Démence: vivre près d’une autoroute augmente les risques

Des résidants qui habitaient dans un giron de 50 m de distance d’une route à fort débit de circulation ont couru 7 % plus de risques de développer de la démence que ceux qui vivaient à plus de 300 m des artères achalandées.
Photo: Annik MH de Carufel Archives Le Devoir

Des résidants qui habitaient dans un giron de 50 m de distance d’une route à fort débit de circulation ont couru 7 % plus de risques de développer de la démence que ceux qui vivaient à plus de 300 m des artères achalandées.

Les gens qui vivent près de routes très achalandées semblent être plus sujets à développer de la démence que ceux qui habitent plus en retrait de ces artères, indiquent des chercheurs, suggérant que la pollution de l’air engendrée par les véhicules pourrait être un facteur de risque de la maladie neurologique.

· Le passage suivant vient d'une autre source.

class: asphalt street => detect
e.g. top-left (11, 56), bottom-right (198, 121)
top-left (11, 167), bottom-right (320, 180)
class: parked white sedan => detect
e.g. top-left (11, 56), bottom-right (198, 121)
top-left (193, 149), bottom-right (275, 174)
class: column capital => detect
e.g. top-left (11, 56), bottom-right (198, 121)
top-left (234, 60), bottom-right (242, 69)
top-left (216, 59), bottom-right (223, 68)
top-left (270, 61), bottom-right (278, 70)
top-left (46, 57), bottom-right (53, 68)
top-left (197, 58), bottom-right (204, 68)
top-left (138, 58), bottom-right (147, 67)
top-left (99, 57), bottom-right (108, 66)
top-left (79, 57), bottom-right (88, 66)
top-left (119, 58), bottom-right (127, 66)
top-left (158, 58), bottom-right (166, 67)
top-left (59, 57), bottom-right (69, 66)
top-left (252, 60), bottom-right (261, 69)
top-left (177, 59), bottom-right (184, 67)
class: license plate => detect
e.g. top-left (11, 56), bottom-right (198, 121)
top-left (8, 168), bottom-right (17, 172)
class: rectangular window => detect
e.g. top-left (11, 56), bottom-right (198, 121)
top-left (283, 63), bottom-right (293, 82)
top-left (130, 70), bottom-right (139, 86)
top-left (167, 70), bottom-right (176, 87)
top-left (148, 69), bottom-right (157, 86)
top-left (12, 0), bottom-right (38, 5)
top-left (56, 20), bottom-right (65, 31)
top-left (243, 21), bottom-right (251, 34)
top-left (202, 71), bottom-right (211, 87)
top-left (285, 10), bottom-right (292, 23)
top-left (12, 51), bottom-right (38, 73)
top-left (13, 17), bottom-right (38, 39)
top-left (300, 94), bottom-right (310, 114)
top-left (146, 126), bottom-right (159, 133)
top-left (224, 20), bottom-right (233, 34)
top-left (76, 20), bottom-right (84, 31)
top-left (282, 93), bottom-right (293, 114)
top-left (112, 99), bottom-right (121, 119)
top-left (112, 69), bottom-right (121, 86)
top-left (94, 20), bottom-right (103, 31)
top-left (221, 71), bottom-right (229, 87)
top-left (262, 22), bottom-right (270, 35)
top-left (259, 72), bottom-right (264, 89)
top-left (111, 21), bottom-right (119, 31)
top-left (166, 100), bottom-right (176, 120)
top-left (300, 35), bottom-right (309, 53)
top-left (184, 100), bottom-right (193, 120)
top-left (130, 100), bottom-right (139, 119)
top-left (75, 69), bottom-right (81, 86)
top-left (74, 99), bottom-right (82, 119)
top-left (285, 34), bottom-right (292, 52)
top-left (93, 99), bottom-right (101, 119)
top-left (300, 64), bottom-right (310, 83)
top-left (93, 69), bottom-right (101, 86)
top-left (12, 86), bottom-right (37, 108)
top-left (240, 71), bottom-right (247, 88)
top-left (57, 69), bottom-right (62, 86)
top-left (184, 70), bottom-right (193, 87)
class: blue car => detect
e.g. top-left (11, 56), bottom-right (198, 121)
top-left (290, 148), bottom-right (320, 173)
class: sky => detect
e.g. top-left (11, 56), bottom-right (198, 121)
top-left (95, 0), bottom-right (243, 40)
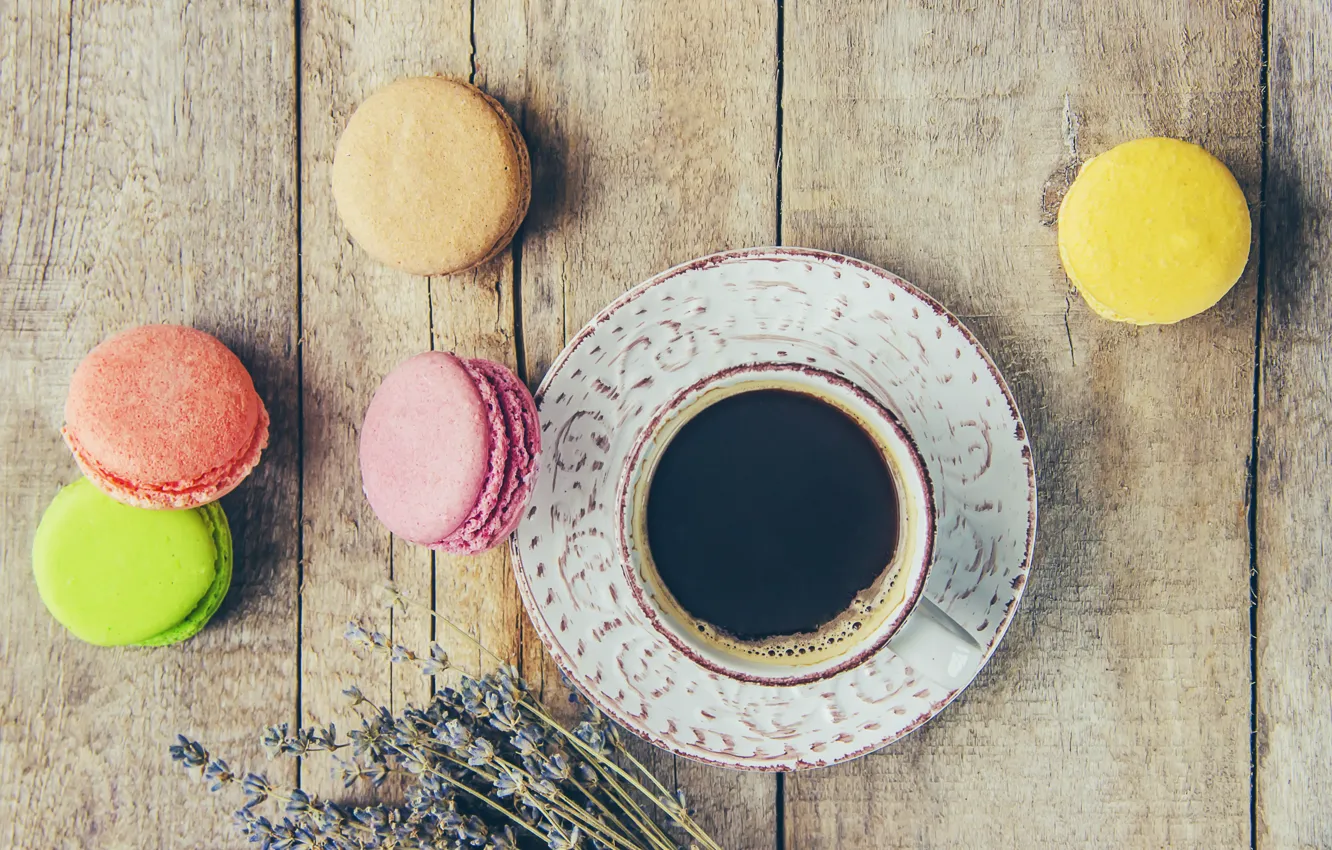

Une étude publiée cette semaine dans la revue The Lancet indique que des résidants de l’Ontario qui habitaient dans un giron de 50 mètres de distance d’une autoroute ou d’une autre route à fort débit de circulation ont couru 7 % plus de risques de développer de la démence que ceux qui vivaient à plus de 300 mètres des artères achalandées.

Ce risque accru tombe à 4 % pour ceux dont le domicile est situé à une distance de 50 à 100 mètres d’une route propre au trafic intense. Les auteurs de l’étude ont évalué cette même hausse de risque à 2 % pour une distance de 100 à 200 mètres.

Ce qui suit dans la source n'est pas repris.